One issue I didn’t face was one recently highlighted in a Wall Street Journal article, based on a new report by Vanguard. The headline of the former was “The 401(k) Rollover Mistake That Costs Retirement Savers Billions”—that mistake? Leaving those rollover balances in cash.
The Vanguard analysis notes that 28% of rollover investors[i] stayed in cash for at least 12 months, with minimal changes after the first three months following the contribution. More than that, the report notes that among rollovers conducted in 2015, 28% remained in cash for at least seven years[ii]—and explains that younger investors, women, and those with smaller balances are especially prone to staying in cash for years following a rollover.
Now, 28% is hardly a majority—and it pales in comparison to the number of individuals who contribute directly to an IRA who leave those balances sitting in cash. Still, the WSJ manages to find a situation where a couple who rolled over $400,000 into an IRA, and then “couldn’t figure out why they weren’t earning any money when the stock market was showing high returns.”

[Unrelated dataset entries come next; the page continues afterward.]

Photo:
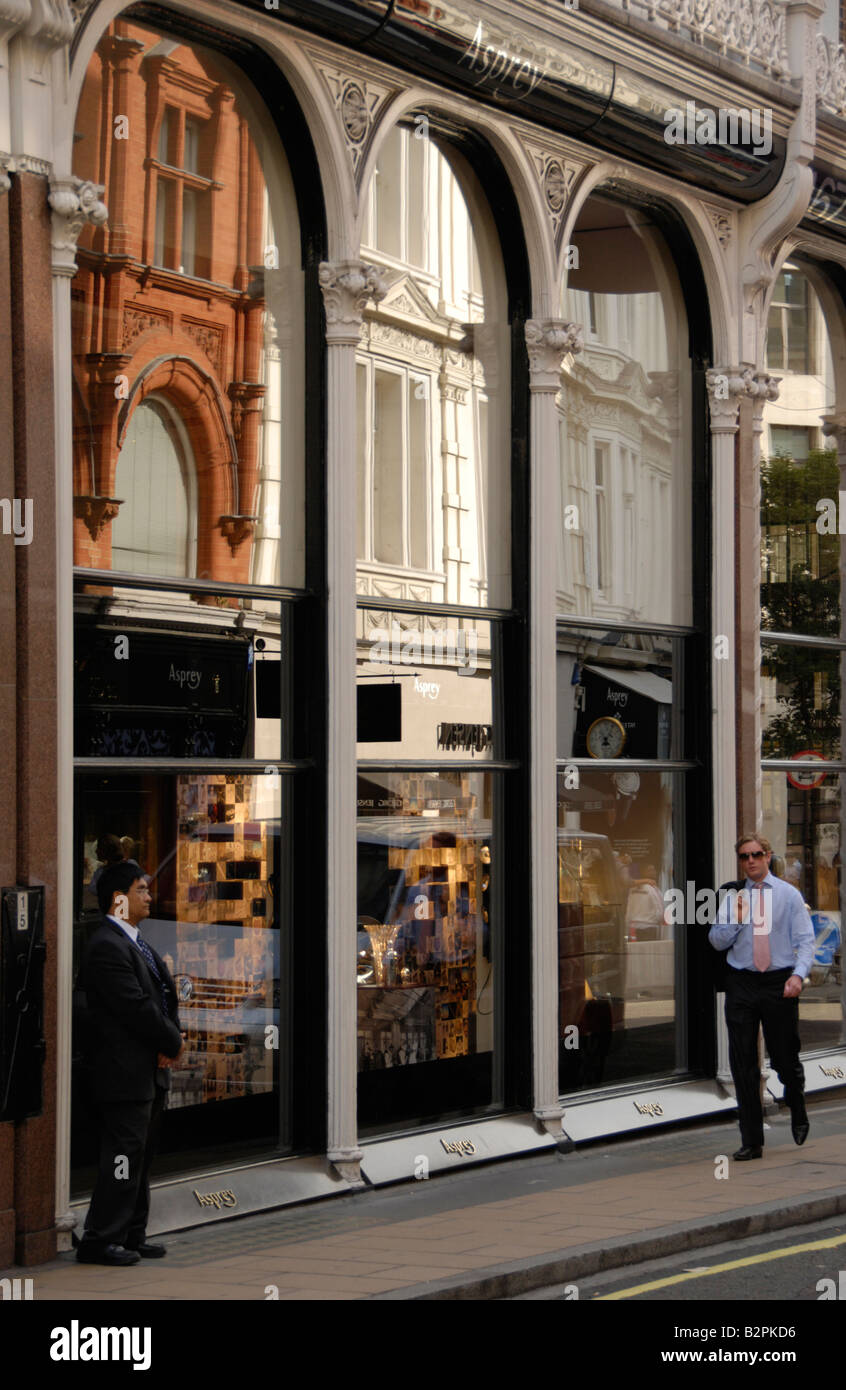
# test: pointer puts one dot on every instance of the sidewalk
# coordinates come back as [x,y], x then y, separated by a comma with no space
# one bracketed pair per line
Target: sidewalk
[498,1230]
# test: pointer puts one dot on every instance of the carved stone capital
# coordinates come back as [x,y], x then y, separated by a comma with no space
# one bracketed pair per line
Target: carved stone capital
[96,513]
[347,287]
[50,22]
[730,385]
[236,528]
[74,202]
[548,342]
[13,17]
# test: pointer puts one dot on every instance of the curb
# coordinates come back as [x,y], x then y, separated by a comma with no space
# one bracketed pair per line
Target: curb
[521,1276]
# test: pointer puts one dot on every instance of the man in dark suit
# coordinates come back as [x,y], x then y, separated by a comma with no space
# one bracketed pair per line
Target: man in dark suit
[134,1039]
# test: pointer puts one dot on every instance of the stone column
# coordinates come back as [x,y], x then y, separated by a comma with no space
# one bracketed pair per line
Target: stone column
[9,774]
[548,342]
[736,619]
[72,203]
[347,287]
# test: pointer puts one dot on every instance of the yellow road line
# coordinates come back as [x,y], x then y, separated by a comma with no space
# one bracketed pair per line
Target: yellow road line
[720,1269]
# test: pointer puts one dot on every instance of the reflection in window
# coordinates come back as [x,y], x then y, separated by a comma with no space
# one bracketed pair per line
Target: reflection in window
[625,487]
[789,327]
[434,464]
[156,481]
[617,947]
[204,313]
[424,944]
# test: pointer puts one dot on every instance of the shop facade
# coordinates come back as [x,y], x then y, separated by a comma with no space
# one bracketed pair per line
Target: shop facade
[424,459]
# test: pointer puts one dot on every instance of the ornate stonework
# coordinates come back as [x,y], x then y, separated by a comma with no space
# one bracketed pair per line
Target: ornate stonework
[347,287]
[209,339]
[356,102]
[74,202]
[548,342]
[721,221]
[96,513]
[730,385]
[139,321]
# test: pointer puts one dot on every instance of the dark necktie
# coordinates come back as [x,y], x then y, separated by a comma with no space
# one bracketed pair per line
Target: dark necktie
[145,950]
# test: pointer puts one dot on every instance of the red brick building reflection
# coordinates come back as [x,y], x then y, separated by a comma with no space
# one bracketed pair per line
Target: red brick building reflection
[168,300]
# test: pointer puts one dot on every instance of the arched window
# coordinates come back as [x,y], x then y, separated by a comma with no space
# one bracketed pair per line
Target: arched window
[154,531]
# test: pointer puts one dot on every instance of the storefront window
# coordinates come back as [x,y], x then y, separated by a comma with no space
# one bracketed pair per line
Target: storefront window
[625,426]
[803,649]
[434,420]
[618,934]
[210,847]
[188,467]
[425,945]
[427,687]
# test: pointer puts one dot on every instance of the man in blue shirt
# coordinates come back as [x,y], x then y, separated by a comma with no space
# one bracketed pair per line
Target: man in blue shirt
[767,931]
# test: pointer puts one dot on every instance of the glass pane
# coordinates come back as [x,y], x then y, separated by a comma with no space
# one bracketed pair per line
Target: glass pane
[616,695]
[617,955]
[424,945]
[203,321]
[624,531]
[803,822]
[800,546]
[210,848]
[425,687]
[177,676]
[800,692]
[434,489]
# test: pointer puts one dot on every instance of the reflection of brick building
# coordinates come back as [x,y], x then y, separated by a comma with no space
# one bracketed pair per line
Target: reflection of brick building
[171,298]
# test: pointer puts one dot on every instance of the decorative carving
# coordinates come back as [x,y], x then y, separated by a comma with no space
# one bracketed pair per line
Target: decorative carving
[831,75]
[52,22]
[721,221]
[209,339]
[728,385]
[347,285]
[138,321]
[356,102]
[548,342]
[74,202]
[96,513]
[236,528]
[749,31]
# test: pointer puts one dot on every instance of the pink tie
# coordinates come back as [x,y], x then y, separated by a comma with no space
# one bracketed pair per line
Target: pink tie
[760,934]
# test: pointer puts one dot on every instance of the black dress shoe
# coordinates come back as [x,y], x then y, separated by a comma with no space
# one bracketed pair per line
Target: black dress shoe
[106,1255]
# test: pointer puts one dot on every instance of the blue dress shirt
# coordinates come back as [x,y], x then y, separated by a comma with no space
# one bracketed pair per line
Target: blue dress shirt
[791,934]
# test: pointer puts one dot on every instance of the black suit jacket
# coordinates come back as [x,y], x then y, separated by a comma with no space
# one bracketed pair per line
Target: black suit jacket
[127,1027]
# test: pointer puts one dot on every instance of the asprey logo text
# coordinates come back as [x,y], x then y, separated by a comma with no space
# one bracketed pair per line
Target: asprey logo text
[78,1343]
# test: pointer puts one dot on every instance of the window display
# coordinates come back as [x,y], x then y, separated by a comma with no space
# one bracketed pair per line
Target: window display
[424,945]
[209,845]
[617,943]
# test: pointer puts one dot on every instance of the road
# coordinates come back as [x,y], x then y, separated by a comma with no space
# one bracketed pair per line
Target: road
[799,1265]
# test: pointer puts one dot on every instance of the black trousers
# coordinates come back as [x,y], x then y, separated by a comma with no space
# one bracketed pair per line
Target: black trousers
[756,998]
[120,1205]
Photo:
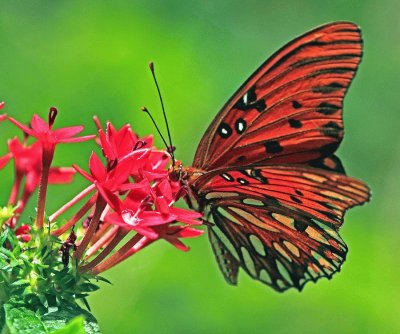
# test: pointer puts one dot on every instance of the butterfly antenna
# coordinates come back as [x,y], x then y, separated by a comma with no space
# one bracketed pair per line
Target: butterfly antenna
[170,148]
[155,124]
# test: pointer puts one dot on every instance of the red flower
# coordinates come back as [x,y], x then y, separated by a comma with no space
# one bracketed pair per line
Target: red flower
[28,164]
[46,135]
[116,144]
[114,177]
[23,233]
[172,233]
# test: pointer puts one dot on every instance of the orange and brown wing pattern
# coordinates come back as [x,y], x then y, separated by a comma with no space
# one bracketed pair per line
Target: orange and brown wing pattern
[280,224]
[290,110]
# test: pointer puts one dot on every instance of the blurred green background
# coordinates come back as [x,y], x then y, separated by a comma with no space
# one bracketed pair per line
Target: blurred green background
[90,58]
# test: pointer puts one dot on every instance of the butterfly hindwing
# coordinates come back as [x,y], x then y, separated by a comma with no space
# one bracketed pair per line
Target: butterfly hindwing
[279,223]
[290,110]
[275,255]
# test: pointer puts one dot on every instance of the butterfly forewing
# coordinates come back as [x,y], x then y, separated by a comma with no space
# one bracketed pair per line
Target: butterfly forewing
[290,110]
[265,174]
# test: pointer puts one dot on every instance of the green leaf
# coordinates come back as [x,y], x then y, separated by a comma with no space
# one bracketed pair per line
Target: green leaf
[66,312]
[4,237]
[75,326]
[100,278]
[21,320]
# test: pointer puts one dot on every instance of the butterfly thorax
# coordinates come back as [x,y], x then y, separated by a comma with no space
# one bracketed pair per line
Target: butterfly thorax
[186,176]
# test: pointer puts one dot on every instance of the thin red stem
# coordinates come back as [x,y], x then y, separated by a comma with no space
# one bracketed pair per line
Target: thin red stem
[125,251]
[15,189]
[47,158]
[75,218]
[106,251]
[72,202]
[103,241]
[94,222]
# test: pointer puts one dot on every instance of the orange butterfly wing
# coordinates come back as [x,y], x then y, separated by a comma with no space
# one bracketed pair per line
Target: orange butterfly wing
[290,110]
[279,223]
[269,183]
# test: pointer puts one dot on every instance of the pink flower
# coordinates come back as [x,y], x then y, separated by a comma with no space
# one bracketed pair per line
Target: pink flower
[28,165]
[114,177]
[23,233]
[46,135]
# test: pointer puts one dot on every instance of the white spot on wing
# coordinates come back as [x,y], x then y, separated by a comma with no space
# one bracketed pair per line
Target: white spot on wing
[257,245]
[248,261]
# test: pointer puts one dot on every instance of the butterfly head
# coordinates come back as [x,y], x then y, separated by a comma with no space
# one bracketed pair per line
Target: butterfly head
[177,172]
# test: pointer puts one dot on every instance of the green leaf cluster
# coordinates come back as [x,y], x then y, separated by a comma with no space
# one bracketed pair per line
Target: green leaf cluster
[39,293]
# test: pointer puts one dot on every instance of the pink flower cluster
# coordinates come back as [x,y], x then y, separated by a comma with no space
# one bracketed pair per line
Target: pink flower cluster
[129,200]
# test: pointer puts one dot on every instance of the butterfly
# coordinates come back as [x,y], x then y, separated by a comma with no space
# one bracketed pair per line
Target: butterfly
[265,176]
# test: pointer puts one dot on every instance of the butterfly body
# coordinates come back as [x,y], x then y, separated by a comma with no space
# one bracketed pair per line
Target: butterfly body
[265,174]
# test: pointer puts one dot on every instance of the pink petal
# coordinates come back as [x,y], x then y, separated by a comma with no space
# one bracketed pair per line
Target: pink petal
[83,173]
[61,175]
[177,243]
[77,139]
[39,125]
[22,127]
[152,218]
[4,160]
[64,133]
[96,168]
[188,232]
[187,216]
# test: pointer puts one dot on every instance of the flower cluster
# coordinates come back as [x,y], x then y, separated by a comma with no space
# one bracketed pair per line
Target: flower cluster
[128,204]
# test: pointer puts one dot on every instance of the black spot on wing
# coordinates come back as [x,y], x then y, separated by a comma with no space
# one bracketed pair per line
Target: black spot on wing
[331,129]
[296,104]
[294,123]
[240,125]
[295,199]
[328,89]
[300,226]
[326,108]
[273,146]
[249,101]
[224,130]
[328,149]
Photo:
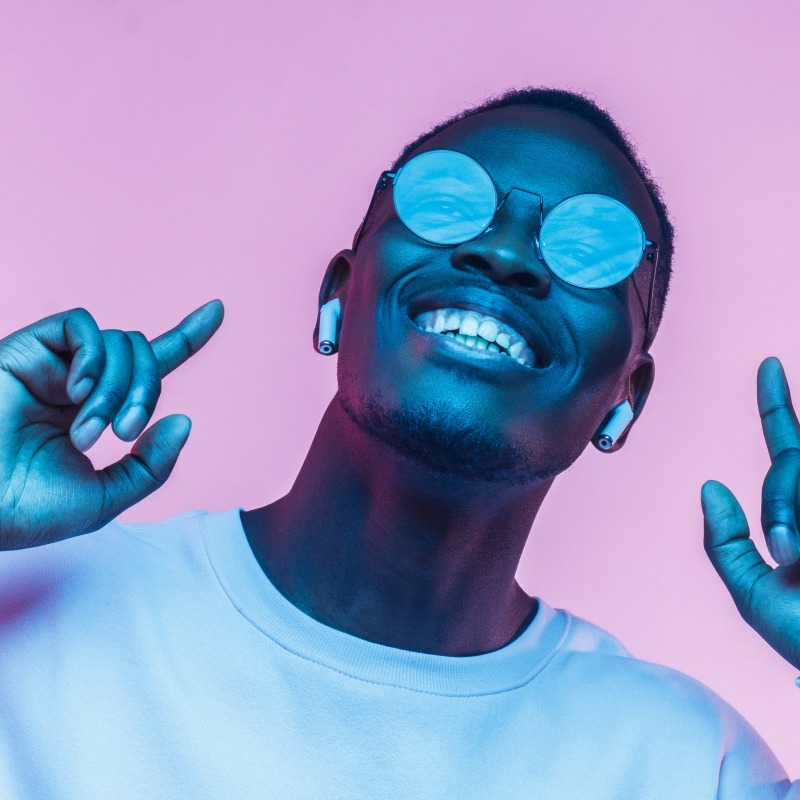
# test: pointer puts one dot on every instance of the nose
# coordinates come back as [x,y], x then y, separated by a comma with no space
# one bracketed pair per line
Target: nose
[507,251]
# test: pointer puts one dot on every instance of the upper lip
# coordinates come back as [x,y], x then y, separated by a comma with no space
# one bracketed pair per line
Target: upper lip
[474,298]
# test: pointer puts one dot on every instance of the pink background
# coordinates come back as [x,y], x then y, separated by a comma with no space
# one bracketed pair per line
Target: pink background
[154,155]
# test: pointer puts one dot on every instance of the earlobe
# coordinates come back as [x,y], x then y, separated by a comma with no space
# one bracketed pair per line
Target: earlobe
[332,295]
[618,423]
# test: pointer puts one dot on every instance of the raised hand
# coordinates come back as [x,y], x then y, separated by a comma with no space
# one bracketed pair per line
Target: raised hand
[767,598]
[62,382]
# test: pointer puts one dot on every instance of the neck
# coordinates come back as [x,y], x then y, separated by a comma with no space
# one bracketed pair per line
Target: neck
[375,545]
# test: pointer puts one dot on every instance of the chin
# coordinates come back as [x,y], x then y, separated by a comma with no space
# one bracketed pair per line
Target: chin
[448,438]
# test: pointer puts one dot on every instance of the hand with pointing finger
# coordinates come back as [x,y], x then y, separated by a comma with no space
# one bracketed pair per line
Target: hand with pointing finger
[62,382]
[767,598]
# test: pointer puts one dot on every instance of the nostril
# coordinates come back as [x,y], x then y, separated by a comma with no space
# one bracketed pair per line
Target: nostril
[527,280]
[473,263]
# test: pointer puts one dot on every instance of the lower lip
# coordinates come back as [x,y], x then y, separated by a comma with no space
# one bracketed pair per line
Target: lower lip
[485,358]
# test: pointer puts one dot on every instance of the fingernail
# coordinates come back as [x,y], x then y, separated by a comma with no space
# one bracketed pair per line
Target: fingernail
[783,544]
[88,433]
[131,421]
[82,389]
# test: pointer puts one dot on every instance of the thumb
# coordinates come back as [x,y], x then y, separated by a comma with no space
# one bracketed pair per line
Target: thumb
[145,468]
[728,544]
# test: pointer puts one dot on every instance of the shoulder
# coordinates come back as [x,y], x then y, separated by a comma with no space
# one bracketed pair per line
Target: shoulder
[655,695]
[93,561]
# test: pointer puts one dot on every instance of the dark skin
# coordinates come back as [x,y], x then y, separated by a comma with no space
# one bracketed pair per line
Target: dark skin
[407,521]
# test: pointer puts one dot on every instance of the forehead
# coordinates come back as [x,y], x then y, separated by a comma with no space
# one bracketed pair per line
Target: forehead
[548,151]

What seems a more common occurrence was another individual who had her $3,200 account automatically cashed out to an IRA—she was apparently unaware of the account until she got a statement from the IRA—and was dismayed to discover it was “not even in a high–yield money-market fund.”
Vanguard’s analysis is leading it to recommend a QDIA for IRAs (a cynic might wonder if the latter is leading to the former). The paper claims that such a sanctioned device would—for investors under age 55, anyway—relative to staying in cash—provide, on average, an increase of at least $130,000 in retirement wealth at age 65—$172 billion in long-term benefits to all rollover investors in retirement each year.
Let’s face it—while target-date funds were long gaining traction as a 401(k) investment, they really took off after the Pension Protection Act of 2006 provided structure and a safe harbor for their implementation as a default investment. Similarly, the Vanguard recommendation notes that “implementing an IRA QDIA today may involve offering IRA providers safe-harbor relief from fiduciary liability and permitting transactions that are at risk of being deemed ‘self-dealing’ and thus prohibited. Accordingly, it would be important to ensure that appropriate oversight and protections are in place to prevent investors from being exposed to high-cost default investment products.”
Indeed.
Because if there’s anything worse than the mistake of not investing your rollover—it’s not rolling it over in the first place.
[i] On the other hand, Vanguard comments that twice as many—55%—of direct contribution investors left those monies in cash.
[ii] Across all rollovers, the median time between rollover and investing was actually nine months, with 28% of rollovers that transferred in cash remaining uninvested for at least seven years.